Some 997 of the 2,903 weapons seized, or 34%, were discovered by metal detectors, the data shows.

Scanner critics argue that they acclimatize kids to punitive environments.

Twenty schools had at least 10 weapons seized during the 2017-’18 school year — a list that includes Brooklyn Tech, a top specialized high school. According to the data, 16 weapons were taken from students inside the nation’s largest high school, which has a student body of nearly 6,000.

Brooklyn Tech had just 12 weapons busts over the prior four years combined, the numbers show. Another top high school, Edward R. Murrow in Midwood, logged 11 confiscations.

Frederick Douglas Academy HS in Manhattan had the most weapons busts in the city last year with 24 — after logging just 11 over the prior four years combined.

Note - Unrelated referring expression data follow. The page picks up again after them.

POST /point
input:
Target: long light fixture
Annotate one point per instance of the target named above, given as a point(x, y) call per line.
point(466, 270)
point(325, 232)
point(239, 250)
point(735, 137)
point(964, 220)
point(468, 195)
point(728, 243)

Metropolitan HS in Bronx was next on the list with 20 seizures and Brooklyn’s Progress HS for Professional Careers had 18.

DeWitt Clinton in The Bronx, one of de Blasio’s Renewal program participants, logged 17 weapons incidents last year.

The new numbers come amid a brewing confrontation over control of school safety.

City Councilman Mark Treyger and others have questioned the NYPD’s stewardship of school safety agents and have broached the possibility of giving the DOE more oversight.

Floyd has staunchly opposed that approach, arguing that it would lead to less transparency.